In other words, when the filtering element is seated, the operator
visually checks that the sealing material, typically a dual o-ring,
is properly positioned. However, since these seats are tight and
require significant pressure to seal properly, at times the o-ring
may appear properly seated when it is not, and in other cases, it
may be difficult to view the entire circumference of the ring.
Thus, while a visual inspection is helpful, it is unable to detect
all sealing failures. Consequently, there are instances where
integrity failures occur, thereby rendering the filtered results
unusable.
SUMMARY OF THE INVENTION
[0004] The present invention overcomes the shortcomings of the
prior art by disclosing a method and apparatus for monitoring the
integrity of seals, especially those in filtering elements. In one
embodiment, an electrically conductive material is used as the
sealing material. The resistance of this material is monitored,
since it is well known that electrical resistance is a function of
the compression or strain on the material. This activity can be
performed using a variety of techniques. For example, a circuit,
affixed to, or integral with the gasket can be used. Alternatively,
the circuit can be external to the gasket and be placed in contact
with the gasket at a plurality of locations. In a second
embodiment, a conductive (or partially conductive) o-ring or gasket
can contact electrical leads embedded in the housing at a specific
location when properly seated. In a third embodiment, one or more
switches are installed in or on the nose of the filtering element.
These switches engage when the filtering element is properly
seated.
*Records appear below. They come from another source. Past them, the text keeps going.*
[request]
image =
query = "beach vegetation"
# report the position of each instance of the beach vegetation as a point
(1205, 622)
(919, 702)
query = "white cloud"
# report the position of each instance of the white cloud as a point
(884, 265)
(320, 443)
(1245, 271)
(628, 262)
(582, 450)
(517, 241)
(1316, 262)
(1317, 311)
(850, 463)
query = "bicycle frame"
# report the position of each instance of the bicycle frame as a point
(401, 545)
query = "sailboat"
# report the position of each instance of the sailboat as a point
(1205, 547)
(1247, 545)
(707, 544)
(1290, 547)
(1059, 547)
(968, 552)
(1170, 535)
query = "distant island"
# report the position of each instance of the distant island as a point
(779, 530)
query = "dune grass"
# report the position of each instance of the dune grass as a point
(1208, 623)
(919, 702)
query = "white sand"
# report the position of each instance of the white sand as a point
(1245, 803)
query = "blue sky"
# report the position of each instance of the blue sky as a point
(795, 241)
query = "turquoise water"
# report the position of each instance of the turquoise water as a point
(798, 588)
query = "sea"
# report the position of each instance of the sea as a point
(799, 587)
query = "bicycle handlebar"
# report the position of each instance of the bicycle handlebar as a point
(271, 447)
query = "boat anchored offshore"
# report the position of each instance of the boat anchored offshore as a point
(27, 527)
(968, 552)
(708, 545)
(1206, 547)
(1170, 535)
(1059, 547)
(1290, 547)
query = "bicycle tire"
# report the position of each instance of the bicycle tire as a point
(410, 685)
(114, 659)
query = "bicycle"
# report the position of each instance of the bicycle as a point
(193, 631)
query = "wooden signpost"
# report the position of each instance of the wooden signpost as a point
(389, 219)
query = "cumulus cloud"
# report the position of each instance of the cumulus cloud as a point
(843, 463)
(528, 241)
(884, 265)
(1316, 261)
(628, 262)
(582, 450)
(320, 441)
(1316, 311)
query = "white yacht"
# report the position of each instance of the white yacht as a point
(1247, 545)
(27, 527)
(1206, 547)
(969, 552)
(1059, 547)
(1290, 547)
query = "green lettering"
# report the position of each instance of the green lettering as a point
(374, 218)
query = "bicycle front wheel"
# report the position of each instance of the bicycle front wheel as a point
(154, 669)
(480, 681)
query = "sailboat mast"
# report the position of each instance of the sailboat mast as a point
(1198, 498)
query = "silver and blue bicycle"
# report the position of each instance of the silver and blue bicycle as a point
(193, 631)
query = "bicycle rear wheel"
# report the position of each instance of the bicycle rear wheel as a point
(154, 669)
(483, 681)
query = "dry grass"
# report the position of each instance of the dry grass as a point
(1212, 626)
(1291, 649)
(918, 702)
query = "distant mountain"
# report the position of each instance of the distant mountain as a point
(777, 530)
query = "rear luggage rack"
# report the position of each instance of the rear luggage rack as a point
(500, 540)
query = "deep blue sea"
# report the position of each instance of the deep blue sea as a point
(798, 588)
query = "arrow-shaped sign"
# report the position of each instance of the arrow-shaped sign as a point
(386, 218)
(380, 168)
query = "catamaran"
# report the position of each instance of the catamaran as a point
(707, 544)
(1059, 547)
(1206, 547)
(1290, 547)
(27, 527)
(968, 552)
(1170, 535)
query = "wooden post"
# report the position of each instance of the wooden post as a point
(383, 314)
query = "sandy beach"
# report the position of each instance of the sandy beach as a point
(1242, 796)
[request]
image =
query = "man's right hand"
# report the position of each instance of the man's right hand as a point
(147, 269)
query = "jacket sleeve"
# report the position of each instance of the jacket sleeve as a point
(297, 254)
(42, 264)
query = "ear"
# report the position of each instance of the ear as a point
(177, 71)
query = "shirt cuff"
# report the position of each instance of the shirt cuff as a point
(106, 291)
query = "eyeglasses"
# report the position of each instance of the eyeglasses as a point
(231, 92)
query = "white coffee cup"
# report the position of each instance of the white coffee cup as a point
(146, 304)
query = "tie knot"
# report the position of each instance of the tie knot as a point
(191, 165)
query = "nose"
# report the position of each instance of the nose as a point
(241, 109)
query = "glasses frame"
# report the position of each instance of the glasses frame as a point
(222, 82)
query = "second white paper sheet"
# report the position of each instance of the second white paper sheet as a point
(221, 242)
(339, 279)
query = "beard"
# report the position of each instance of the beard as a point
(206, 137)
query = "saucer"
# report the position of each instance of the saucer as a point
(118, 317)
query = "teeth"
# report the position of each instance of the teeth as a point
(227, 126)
This information can then be conveyed to the operator, such
as via wireless communication.
BRIEF DESCRIPTION OF THE DRAWINGS
[0005] FIG. 1 illustrates a first embodiment of the present
invention; and
[0006] FIG. 2 illustrates a second embodiment of the present
invention.
DETAILED DESCRIPTION OF THE INVENTION
[0007] FIG. 1 illustrates a representative filtering system in
accordance with the present invention. The filter element 10 is
enclosed within a housing 20. The filter element can be simply a
porous material, such as pleated paper. Alternatively, the filter
element may comprise a frame, such as of plastic, and a porous
material. The filter element is in contact with the housing 20.
This contact forms a seal and is preferably airtight and
watertight. In certain embodiments, a gasket 30, such as an o-ring,
is used to provide such a seal. For the seal to meet these
requirements, the gasket must be properly seated. As stated
earlier, this is traditionally verified via visual inspection. This
technique can be flawed and therefore, may not identify all of the
improperly seated gaskets. Consequently, time and material is lost
due to integrity failures caused by improperly seated gaskets.
Therefore, an improvement increasing the likelihood of detecting a
sealing failure would be beneficial.
[0008] The first embodiment of the present invention includes an
electrically conductive gasket. It is well known that materials
change their conductivity under forces of compression. This is the
basic theory employed in load cells. By utilizing this concept, it
may be possible to determine whether the gasket is improperly
seated. For example, a properly seated gasket would experience a
certain amount of compression evenly distributed throughout. An
improperly sealed gasket may have areas of no compression and other
areas of increased compression, due to being rolled or twisted. The
result would be that the overall conductivity of the gasket would
be different than that of a properly seated one. This difference in
conductivity would then alert the operator to visually inspect the
seal, or to simply re-seat the gasket before continuing.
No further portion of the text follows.